A youngster born near the border between eastern Kentucky and West Virginia, I imagined all the world resembled mine—green mountains, far as my eyes could see. 

     Within these mountains lay flatlands Appalachians named “bottoms”. My folks called our home the McCoy Bottom, and our farmhouse the “homeplace”.

     My mother’s grandfather, Lark McCoy, had cleared the bottom’s timber for crops and built his homeplace, barn, smokehouse, henhouse, two cabins, and beehives.  

     Mom’s father Floyd, however, had built his homeplace with a Sears kit on the opposite end of the McCoy Bottom. The roads being too narrow, Sears delivered the shipment via Peter Creek.

     A tributary formed by the runoff of rain flowing down mountain hollows, Peter Creek divides the bottom. My grandfather tended his honeybees along his side of the creek, and grew corn on a hillside on the other until his untimely death.

     From my earliest memories, Mom would point to the hill where young trees grew and say sadly, “That’s where Dad planted corn.”

    My grandfather also grew green apple trees along the path between his homeplace and my great-grandfather’s. The barn with bats in the haymow faced the orchard from the other side of the lane.

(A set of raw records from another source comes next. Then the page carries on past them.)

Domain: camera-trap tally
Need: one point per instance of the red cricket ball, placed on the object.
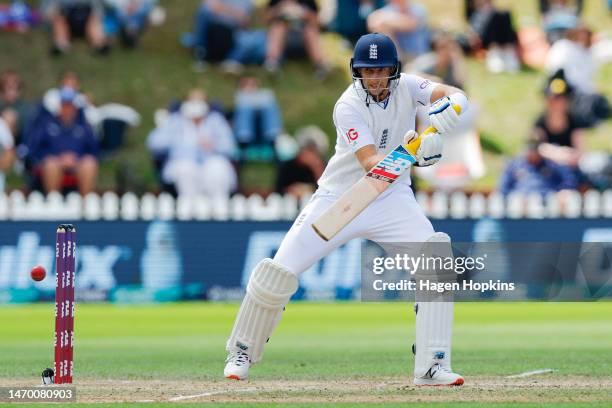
(38, 273)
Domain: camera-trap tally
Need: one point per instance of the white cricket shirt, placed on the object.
(380, 124)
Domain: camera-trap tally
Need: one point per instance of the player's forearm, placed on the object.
(442, 90)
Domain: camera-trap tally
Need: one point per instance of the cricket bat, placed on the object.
(366, 190)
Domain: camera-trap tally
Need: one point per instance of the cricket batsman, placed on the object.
(373, 116)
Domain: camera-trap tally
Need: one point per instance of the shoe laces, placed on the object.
(239, 358)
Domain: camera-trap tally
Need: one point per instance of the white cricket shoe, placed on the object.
(237, 366)
(439, 375)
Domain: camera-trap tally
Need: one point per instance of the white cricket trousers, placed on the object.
(394, 217)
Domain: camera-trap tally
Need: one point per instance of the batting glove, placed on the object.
(444, 113)
(429, 149)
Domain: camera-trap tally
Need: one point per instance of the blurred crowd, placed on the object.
(198, 146)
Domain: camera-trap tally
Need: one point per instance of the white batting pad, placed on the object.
(434, 318)
(269, 289)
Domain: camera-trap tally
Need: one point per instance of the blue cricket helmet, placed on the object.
(375, 51)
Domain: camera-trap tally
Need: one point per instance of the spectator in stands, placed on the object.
(63, 145)
(351, 16)
(286, 19)
(76, 18)
(199, 145)
(17, 17)
(51, 100)
(531, 172)
(13, 108)
(561, 134)
(218, 20)
(7, 151)
(491, 29)
(446, 63)
(558, 16)
(129, 18)
(257, 117)
(572, 55)
(406, 23)
(299, 176)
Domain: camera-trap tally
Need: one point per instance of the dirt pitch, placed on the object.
(537, 389)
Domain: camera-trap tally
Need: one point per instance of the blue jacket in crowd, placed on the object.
(48, 136)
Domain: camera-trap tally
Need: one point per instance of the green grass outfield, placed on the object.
(321, 353)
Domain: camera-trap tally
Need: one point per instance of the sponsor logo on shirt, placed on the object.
(383, 139)
(352, 134)
(373, 51)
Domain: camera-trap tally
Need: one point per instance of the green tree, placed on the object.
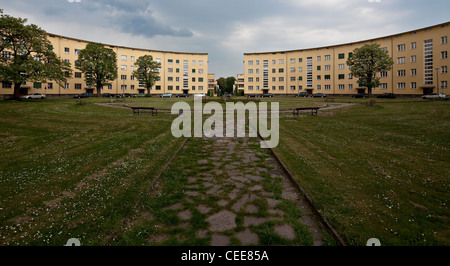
(27, 55)
(147, 71)
(366, 62)
(99, 65)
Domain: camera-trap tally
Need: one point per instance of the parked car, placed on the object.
(387, 96)
(34, 96)
(302, 94)
(360, 95)
(166, 95)
(319, 95)
(84, 95)
(433, 96)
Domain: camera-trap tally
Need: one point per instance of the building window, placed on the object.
(37, 85)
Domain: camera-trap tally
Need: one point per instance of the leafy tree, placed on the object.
(99, 65)
(368, 61)
(27, 55)
(147, 71)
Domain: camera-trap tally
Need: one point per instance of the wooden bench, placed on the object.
(314, 110)
(80, 102)
(139, 110)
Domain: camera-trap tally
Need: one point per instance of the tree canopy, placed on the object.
(99, 65)
(27, 54)
(366, 62)
(147, 71)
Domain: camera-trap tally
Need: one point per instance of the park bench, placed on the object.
(139, 110)
(80, 102)
(313, 110)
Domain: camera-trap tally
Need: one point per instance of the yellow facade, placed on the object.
(180, 72)
(416, 55)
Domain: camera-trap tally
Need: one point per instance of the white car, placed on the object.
(434, 96)
(34, 96)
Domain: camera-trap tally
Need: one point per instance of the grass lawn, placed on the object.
(82, 171)
(75, 171)
(376, 171)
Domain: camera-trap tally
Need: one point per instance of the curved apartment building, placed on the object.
(420, 67)
(180, 72)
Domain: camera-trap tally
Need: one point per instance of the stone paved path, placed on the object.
(237, 194)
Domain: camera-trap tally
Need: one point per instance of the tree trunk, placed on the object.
(17, 90)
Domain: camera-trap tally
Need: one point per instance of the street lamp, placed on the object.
(437, 78)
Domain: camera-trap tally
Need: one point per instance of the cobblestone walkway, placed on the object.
(231, 192)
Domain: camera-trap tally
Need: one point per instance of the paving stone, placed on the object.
(285, 231)
(213, 190)
(219, 240)
(272, 202)
(256, 188)
(247, 237)
(222, 202)
(251, 208)
(252, 220)
(185, 215)
(240, 203)
(176, 206)
(201, 233)
(222, 221)
(203, 209)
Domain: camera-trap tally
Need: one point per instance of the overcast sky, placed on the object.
(226, 29)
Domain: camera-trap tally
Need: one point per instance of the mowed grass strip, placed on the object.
(376, 172)
(75, 171)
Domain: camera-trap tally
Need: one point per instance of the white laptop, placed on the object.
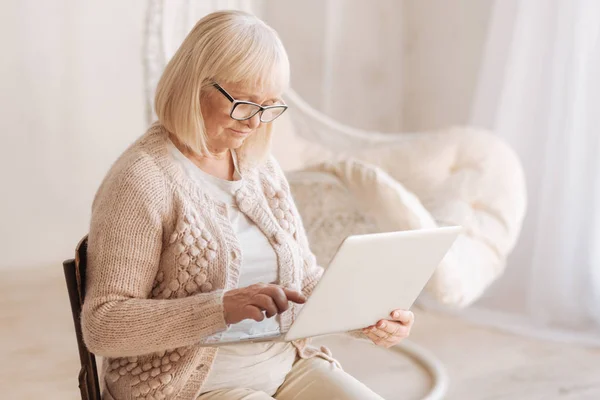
(369, 276)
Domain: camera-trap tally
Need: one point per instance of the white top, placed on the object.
(260, 365)
(259, 260)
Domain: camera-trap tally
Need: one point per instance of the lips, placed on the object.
(240, 132)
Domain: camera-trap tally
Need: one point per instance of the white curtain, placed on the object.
(539, 89)
(71, 100)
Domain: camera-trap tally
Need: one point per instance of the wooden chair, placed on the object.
(89, 382)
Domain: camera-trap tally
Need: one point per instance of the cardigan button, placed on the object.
(279, 238)
(245, 205)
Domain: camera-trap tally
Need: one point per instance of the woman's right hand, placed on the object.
(250, 302)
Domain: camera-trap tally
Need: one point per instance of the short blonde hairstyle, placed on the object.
(224, 47)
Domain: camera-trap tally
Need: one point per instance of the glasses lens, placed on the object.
(244, 111)
(271, 113)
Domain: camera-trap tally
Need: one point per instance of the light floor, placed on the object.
(39, 353)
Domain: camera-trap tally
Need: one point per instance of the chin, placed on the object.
(235, 143)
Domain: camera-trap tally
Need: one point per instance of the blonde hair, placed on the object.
(224, 46)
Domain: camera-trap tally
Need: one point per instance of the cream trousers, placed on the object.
(309, 379)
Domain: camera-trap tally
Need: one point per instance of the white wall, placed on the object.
(71, 99)
(443, 47)
(385, 65)
(71, 92)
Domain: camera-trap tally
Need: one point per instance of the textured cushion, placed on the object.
(337, 199)
(458, 176)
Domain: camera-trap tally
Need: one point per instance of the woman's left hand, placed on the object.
(388, 333)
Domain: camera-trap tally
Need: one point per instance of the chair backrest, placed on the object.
(75, 270)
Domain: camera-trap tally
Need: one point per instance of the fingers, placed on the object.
(253, 312)
(278, 296)
(294, 296)
(379, 341)
(405, 317)
(266, 303)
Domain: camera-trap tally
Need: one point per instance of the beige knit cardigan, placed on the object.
(161, 254)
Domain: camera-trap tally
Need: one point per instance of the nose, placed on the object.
(254, 122)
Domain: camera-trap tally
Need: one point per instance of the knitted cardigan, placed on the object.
(162, 253)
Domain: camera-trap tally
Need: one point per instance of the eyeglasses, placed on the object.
(243, 110)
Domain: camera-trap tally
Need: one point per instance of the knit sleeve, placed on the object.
(124, 249)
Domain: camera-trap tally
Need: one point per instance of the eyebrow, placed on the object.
(253, 98)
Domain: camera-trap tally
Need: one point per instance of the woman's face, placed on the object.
(223, 131)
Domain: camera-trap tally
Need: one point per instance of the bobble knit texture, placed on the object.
(162, 253)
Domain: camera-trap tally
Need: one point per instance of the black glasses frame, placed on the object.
(259, 109)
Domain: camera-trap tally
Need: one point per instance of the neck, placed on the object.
(219, 164)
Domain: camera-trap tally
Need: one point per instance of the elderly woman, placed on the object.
(194, 235)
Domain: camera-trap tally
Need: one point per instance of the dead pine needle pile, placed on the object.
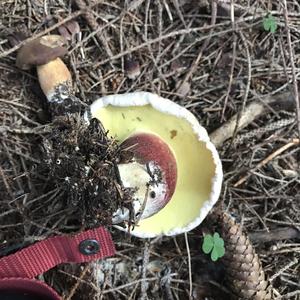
(234, 64)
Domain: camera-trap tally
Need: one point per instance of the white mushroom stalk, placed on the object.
(54, 77)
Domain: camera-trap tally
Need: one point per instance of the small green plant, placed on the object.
(269, 23)
(213, 245)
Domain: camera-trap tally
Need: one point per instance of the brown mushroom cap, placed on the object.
(41, 51)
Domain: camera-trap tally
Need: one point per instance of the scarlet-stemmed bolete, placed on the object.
(176, 171)
(54, 76)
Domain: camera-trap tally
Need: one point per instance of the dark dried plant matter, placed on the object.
(241, 64)
(82, 163)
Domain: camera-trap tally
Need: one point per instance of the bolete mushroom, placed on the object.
(54, 76)
(170, 146)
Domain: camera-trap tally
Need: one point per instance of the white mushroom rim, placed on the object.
(124, 114)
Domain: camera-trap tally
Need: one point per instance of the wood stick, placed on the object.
(250, 113)
(279, 234)
(267, 159)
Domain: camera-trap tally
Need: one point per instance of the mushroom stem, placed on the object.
(152, 174)
(56, 82)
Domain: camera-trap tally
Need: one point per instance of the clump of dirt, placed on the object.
(82, 162)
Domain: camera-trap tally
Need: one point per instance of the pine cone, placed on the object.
(244, 271)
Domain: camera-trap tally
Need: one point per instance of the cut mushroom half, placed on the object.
(54, 77)
(175, 165)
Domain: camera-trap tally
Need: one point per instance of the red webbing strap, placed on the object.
(44, 255)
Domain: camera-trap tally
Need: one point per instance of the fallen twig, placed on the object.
(292, 58)
(251, 112)
(294, 142)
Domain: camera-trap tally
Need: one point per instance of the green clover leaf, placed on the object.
(270, 24)
(213, 245)
(208, 244)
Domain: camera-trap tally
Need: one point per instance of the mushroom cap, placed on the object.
(199, 169)
(41, 51)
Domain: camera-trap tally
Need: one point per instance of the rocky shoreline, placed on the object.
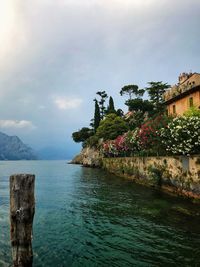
(88, 157)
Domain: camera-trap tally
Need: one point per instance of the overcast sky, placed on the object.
(56, 54)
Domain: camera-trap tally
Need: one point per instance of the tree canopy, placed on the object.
(82, 135)
(131, 90)
(155, 92)
(111, 127)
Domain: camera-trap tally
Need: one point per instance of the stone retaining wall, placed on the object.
(178, 174)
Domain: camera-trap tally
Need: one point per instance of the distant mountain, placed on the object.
(12, 148)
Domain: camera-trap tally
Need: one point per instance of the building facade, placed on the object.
(184, 95)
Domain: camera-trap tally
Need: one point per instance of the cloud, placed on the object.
(68, 103)
(15, 124)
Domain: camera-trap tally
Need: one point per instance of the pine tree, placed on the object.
(111, 107)
(101, 103)
(97, 117)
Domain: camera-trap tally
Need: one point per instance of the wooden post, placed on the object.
(22, 208)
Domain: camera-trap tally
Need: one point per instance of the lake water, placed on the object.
(87, 217)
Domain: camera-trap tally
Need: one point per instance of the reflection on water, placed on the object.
(86, 217)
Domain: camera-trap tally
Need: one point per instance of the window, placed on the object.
(191, 102)
(174, 109)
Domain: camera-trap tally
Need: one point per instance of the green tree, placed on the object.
(97, 116)
(103, 95)
(155, 92)
(131, 90)
(82, 135)
(111, 127)
(111, 106)
(139, 104)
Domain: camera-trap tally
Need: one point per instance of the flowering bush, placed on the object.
(182, 135)
(149, 133)
(122, 145)
(132, 140)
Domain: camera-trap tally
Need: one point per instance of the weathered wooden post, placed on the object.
(22, 208)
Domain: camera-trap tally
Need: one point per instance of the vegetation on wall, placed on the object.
(145, 129)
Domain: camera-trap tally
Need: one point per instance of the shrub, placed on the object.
(182, 135)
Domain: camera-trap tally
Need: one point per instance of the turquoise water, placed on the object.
(87, 217)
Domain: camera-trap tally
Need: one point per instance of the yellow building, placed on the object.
(184, 95)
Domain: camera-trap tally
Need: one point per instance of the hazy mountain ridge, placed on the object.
(12, 148)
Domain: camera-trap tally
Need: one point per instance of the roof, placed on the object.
(189, 85)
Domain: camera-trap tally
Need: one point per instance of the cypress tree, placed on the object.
(97, 116)
(111, 107)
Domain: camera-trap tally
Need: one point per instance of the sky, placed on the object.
(56, 54)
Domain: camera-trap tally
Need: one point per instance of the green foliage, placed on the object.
(82, 135)
(92, 141)
(136, 119)
(97, 116)
(101, 103)
(120, 112)
(156, 91)
(182, 136)
(139, 104)
(111, 106)
(193, 111)
(131, 90)
(111, 127)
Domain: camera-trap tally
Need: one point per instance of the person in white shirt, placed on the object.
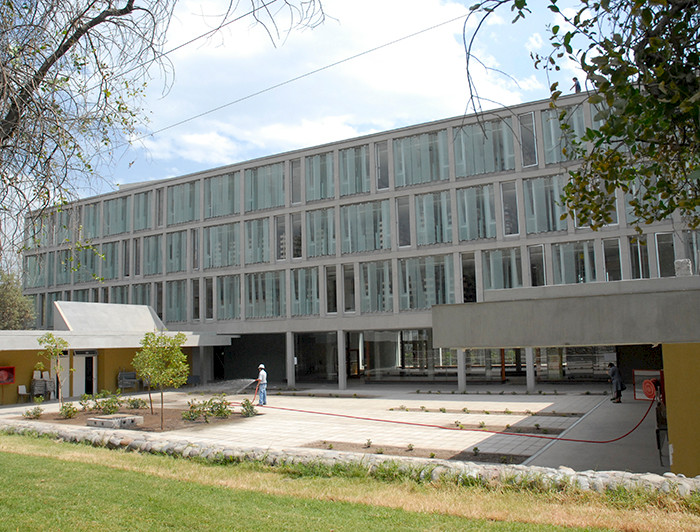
(262, 385)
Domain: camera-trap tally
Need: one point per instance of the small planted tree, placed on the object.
(161, 363)
(54, 346)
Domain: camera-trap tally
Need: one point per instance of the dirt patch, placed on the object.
(465, 455)
(172, 419)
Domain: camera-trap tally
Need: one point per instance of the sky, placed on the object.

     Just when I learned to find toeholds in their gnarly trunks, Mom and Dad packed up our household and drove away. The mountains slowly shrunk into flat cornfields that endured throughout the eternal state named Ohio.

     After Dad crossed another river and drove into Detroit, I couldn’t believe the straight, paved streets lined with houses and driveways far as my eyes could see. Then he turned his car into one of those driveways and unloaded the trunk.

     Feeling sorely homesick for the bosoms of my green mountains, I found consolation sitting under the shade of the one tree in our front yard. Impossibly huge to climb, however.

     One school day I cried again to stay home.  Mom said, “Iris, you have to go to school. You won’t pass to first grade if you miss much more.”

     I walked down the porch steps to the tree and sat beneath it facing the street, out of Mom’s sight from inside the house. I fell asleep and awoke to find bird droppings on my head. Mom led me to the bathroom and scrubbed and rinsed my hair and scalp in angry justification of delivering my discipline.

     To my mother’s dismay, the incident encouraged me all the more to climb and sit beneath trees.

     The other day when I failed to spy the queens in my three hives, I laid down under a pine to stretch my back and put life in perspective.

     My goodness, dear Reader! I wish you could’ve seen what I saw. Under the clear, blue sky and sparkling boughs of the white pine, and the sound of bees restoring order in their home, their queens didn’t matter.

     The cool, green grass upon my neck, my Lord whispered, “I will never leave or forsake you.”

     All the trees of the world are His.